卒業式からまだ3日しか経っていないのにどこか新鮮な感じがしたのは、きっと私だけではない。

みんないつもよりテンションが高く、いつものショッピングもカラオケもかなり盛り上がっていた。

夜ごはんは何を食べようか?と相談しながら町をぶらぶらとしている時。

「うた、家でご飯食べるって言ってなかった?」

前を歩いていたバレー部一の長身、元部長が振り向いて私に聞いてくる。

そうなんだ「今日はお父さん早く帰って来るから、晩ご飯は家で食べてね」と言われていた。

お父さんは休みも少なくいつも帰りが遅いので、家族揃って晩ご飯というのはなかなか難しいのだ。

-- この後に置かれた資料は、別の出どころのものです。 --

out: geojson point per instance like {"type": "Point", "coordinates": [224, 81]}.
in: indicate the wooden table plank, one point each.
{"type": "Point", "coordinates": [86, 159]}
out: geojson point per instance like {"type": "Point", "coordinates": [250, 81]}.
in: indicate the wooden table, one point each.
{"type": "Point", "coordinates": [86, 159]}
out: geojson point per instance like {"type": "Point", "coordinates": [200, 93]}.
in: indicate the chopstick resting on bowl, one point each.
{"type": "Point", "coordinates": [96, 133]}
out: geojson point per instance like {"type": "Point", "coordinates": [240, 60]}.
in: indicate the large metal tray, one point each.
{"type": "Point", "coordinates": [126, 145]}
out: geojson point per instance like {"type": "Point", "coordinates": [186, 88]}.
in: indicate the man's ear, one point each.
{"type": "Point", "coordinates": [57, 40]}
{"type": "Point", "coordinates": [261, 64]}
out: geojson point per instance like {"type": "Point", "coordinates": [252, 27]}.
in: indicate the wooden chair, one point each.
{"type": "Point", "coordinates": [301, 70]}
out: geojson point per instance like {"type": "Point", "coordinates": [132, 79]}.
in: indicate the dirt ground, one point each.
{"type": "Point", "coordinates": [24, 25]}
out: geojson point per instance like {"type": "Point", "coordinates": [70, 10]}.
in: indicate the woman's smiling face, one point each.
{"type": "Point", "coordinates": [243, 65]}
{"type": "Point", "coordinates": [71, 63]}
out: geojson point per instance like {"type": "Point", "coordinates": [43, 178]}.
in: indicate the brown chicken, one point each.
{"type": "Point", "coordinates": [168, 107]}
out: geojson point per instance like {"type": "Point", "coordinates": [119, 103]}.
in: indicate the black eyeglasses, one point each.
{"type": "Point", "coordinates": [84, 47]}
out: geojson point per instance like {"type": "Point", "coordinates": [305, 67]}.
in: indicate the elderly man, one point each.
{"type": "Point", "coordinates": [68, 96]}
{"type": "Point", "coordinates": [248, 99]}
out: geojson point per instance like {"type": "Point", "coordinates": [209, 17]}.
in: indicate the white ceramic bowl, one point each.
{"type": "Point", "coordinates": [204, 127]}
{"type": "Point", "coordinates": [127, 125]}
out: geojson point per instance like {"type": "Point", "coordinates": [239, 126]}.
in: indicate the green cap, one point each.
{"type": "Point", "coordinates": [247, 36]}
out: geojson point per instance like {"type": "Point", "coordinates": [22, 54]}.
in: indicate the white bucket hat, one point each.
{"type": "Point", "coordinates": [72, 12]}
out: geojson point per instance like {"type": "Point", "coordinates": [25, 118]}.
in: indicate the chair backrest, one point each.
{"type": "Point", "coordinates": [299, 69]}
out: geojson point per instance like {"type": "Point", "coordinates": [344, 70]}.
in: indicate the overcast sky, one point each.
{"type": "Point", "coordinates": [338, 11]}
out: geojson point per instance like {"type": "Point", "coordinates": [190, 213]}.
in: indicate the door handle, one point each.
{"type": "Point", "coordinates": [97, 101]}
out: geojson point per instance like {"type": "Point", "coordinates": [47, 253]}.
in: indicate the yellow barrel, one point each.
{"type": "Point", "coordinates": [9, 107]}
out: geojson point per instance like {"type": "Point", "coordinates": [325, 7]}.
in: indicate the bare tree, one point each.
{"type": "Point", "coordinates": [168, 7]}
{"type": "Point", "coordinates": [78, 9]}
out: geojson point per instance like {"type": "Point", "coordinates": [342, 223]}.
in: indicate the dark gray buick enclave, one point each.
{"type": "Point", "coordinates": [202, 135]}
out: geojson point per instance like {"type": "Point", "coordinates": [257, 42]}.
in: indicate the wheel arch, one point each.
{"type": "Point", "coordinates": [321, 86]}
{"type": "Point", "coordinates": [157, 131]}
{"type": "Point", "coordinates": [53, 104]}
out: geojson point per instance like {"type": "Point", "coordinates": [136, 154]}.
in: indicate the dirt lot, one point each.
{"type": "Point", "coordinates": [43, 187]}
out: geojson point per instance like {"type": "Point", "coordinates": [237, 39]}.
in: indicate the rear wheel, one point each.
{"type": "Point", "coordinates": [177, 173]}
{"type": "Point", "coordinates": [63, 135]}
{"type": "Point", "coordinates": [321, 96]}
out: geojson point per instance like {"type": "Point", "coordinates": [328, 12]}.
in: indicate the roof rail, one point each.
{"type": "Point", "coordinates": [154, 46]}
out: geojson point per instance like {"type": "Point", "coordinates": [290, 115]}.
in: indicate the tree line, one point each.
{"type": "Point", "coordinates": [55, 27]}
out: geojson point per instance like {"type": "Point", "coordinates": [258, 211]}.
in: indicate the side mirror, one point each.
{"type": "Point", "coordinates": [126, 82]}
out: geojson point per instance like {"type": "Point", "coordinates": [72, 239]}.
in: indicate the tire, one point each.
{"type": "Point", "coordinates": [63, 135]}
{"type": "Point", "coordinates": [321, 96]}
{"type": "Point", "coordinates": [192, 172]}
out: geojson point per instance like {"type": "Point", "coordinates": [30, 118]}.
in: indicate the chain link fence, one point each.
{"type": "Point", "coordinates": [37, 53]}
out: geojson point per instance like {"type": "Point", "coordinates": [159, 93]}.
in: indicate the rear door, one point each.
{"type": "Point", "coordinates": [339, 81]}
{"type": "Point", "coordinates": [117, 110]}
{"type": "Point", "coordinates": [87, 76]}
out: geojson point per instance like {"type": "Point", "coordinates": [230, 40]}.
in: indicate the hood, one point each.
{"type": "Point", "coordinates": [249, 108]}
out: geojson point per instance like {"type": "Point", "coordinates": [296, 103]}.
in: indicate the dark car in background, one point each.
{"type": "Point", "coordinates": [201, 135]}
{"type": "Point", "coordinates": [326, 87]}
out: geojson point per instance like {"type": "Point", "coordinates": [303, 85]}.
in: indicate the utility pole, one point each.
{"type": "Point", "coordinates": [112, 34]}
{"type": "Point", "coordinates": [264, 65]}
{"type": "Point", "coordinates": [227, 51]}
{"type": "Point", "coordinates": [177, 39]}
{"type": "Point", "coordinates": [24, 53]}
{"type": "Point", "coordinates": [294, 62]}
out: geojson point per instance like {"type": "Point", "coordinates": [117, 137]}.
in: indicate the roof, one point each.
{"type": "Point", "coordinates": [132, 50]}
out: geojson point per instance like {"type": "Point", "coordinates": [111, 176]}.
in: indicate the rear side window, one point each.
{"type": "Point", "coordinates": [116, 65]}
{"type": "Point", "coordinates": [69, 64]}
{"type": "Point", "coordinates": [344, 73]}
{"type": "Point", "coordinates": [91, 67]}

「えー?せっかくみんなで集まったんだから一緒にご飯しようよ」

別の友達がわざとらしく膨れつらを見せる。

そう、友達と遊びに来られることもしょっちゅうできる訳ではない。

もちろん両親もそれは分かっていて、私に無理強いすることはしないけれど。


やっぱり私帰る、そんな言葉はノドをつかえて出てこなかった。


「ああ……うん、じゃあそうしようかな」

「よし、じゃ行こう!」


そうは言ったものの、母親と父親の顔を頭にちらつかせながら、私は友達とのディナーに選んだ店へと入って行った。